Natural language user interfaces (LUI or NLUI) are a type of computer human interface where linguistic phenomena such as verbs, phrases and clauses act as UI controls for creating, selecting and modifying data in software applications.

In interface design natural language interfaces are sought after for their speed and ease of use, but most suffer the challenges to understanding wide varieties of ambiguous input. Natural language interfaces are an active area of study in the field of natural language processing and computational linguistics. An intuitive general natural language interface is one of the active goals of the Semantic Web.

Text interfaces are "natural" to varying degrees. Many formal (un-natural) programming languages incorporate idioms of natural human language. Likewise, a traditional keyword search engine could be described as a "shallow" natural language user interface.

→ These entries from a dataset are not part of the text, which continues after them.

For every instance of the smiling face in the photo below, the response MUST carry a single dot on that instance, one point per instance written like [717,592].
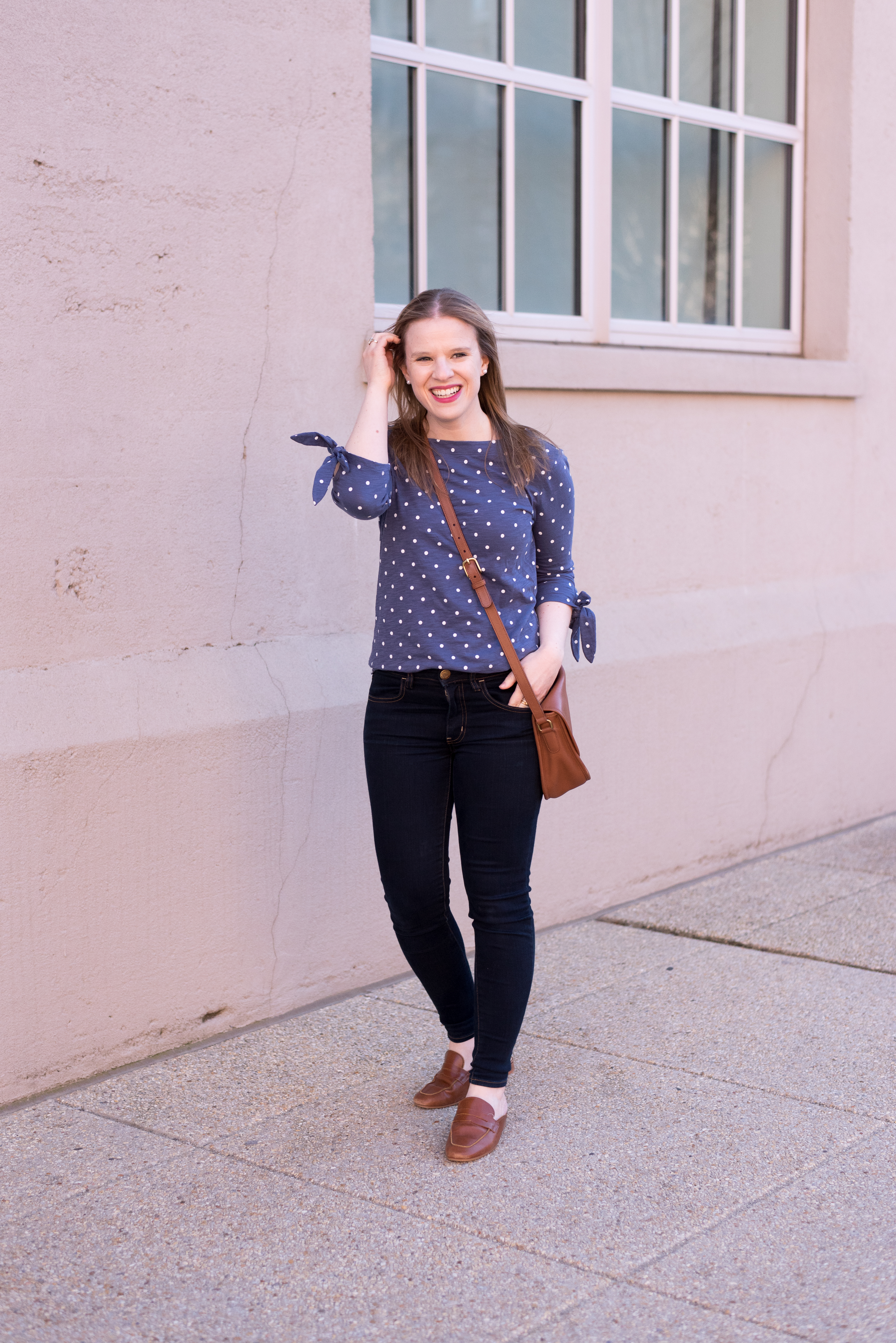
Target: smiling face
[446,367]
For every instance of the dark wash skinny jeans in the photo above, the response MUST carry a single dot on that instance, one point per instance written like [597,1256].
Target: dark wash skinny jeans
[432,746]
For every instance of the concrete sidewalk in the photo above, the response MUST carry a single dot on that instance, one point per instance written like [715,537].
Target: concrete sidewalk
[702,1146]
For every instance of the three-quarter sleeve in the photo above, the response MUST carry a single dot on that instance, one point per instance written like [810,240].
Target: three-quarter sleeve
[555,503]
[363,489]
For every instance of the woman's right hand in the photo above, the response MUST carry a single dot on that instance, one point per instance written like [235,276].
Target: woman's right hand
[379,370]
[371,434]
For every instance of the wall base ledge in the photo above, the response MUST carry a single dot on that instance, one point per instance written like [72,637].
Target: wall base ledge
[541,366]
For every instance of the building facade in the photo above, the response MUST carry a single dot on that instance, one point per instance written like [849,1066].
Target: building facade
[679,218]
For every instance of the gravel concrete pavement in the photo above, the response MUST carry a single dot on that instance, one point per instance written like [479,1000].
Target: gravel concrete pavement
[701,1146]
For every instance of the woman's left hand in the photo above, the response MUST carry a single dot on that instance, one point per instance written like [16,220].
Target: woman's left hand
[545,663]
[541,668]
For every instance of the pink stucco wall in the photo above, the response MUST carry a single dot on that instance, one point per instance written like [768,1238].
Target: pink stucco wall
[187,281]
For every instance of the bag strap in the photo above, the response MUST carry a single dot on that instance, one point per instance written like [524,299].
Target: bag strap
[477,578]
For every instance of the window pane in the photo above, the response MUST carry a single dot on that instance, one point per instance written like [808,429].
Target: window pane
[766,234]
[547,203]
[463,187]
[392,194]
[769,60]
[467,26]
[547,35]
[707,52]
[705,225]
[639,45]
[639,215]
[391,19]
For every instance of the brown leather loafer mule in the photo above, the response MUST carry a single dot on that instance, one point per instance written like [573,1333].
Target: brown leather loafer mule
[474,1131]
[448,1086]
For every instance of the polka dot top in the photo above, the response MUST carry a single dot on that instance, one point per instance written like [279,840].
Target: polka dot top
[427,612]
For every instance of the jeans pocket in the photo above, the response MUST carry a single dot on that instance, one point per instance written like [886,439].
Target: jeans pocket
[501,699]
[387,688]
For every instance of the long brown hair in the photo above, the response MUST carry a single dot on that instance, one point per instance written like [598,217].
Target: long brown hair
[522,447]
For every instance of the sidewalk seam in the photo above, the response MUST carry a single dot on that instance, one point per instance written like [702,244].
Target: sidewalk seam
[749,946]
[714,1078]
[591,1272]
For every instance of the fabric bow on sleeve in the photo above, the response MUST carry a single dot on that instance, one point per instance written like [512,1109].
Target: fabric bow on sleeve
[584,626]
[336,457]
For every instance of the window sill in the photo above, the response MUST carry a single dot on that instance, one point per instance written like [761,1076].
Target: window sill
[612,368]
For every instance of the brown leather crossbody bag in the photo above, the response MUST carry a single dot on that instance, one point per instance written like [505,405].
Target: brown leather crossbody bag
[561,765]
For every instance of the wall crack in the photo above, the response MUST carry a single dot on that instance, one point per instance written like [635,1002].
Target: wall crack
[263,366]
[811,680]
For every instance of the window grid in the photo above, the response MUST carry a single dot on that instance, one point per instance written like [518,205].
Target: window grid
[509,77]
[674,112]
[595,183]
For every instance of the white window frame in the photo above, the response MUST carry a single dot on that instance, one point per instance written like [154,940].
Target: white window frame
[674,334]
[597,103]
[509,323]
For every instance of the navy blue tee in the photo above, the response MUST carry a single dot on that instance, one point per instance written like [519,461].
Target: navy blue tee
[427,612]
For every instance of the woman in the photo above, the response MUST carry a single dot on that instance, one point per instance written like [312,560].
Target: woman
[447,728]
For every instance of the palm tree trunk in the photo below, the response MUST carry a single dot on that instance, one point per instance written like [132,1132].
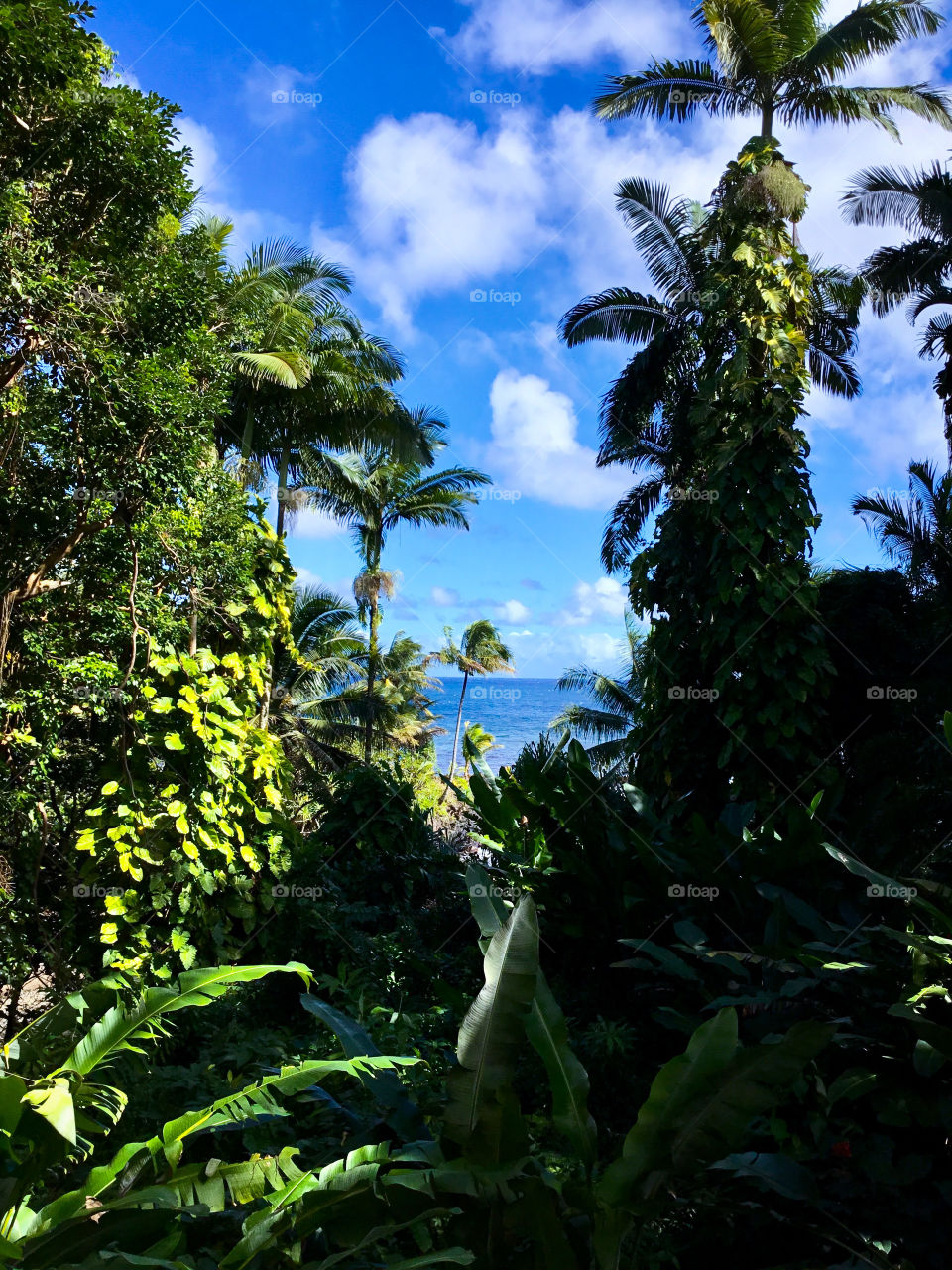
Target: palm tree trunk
[246,441]
[372,651]
[458,720]
[284,488]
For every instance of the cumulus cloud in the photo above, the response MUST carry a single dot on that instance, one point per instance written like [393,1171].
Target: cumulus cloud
[208,175]
[513,611]
[444,595]
[594,601]
[603,652]
[435,204]
[536,449]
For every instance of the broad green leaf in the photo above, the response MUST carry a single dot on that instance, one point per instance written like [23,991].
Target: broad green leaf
[481,1114]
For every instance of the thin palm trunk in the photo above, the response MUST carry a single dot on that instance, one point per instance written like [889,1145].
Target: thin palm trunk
[372,653]
[246,440]
[458,720]
[284,488]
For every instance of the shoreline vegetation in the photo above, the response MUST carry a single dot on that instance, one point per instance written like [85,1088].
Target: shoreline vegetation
[667,987]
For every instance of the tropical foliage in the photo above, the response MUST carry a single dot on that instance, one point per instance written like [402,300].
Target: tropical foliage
[724,871]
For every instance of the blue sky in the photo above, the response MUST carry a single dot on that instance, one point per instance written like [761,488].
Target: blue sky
[444,153]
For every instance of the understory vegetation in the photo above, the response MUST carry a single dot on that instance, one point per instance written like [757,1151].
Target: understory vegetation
[669,989]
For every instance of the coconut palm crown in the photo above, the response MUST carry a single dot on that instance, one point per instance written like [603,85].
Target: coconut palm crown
[919,270]
[779,62]
[645,414]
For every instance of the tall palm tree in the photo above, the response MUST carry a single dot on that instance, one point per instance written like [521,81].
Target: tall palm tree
[309,684]
[611,716]
[635,429]
[915,532]
[476,743]
[779,62]
[373,492]
[480,652]
[920,270]
[267,308]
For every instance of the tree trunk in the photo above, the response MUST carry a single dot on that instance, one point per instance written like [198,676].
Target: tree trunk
[282,489]
[372,652]
[246,443]
[458,720]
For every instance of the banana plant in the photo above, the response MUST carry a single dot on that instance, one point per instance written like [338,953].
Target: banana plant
[502,1202]
[53,1114]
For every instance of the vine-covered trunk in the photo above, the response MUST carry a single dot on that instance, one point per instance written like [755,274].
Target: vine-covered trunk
[372,657]
[734,702]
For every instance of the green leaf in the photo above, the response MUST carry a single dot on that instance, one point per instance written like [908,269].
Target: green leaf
[122,1026]
[12,1091]
[547,1032]
[481,1115]
[397,1107]
[53,1100]
[702,1101]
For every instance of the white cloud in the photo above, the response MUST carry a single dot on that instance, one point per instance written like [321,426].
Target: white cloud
[535,447]
[513,611]
[594,601]
[214,197]
[537,37]
[436,204]
[444,595]
[898,416]
[603,652]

A natural language search engine would in theory find targeted answers to user questions (as opposed to keyword search). For example, when confronted with a question of the form 'which U.S. state has the highest income tax?', conventional search engines ignore the question and instead search on the keywords 'state', 'income' and 'tax'. Natural language search, on the other hand, attempts to use natural language processing to understand the nature of the question and then to search and return a subset of the web that contains the answer to the question. If it works, results would have a higher relevance than results from a keyword search engine.

Prototype Nl interfaces had already appeared in the late sixties and early seventies.

Natural language interfaces have in the past led users to anthropomorphize the computer, or at least to attribute more intelligence to machines than is warranted. On the part of the user, this has led to unrealistic expectations of the capabilities of the system. Such expectations will make it difficult to learn the restrictions of the system if users attribute too much capability to it, and will ultimately lead to disappointment when the system fails to perform as expected as was the case in the AI winter of the 1970s and 80s.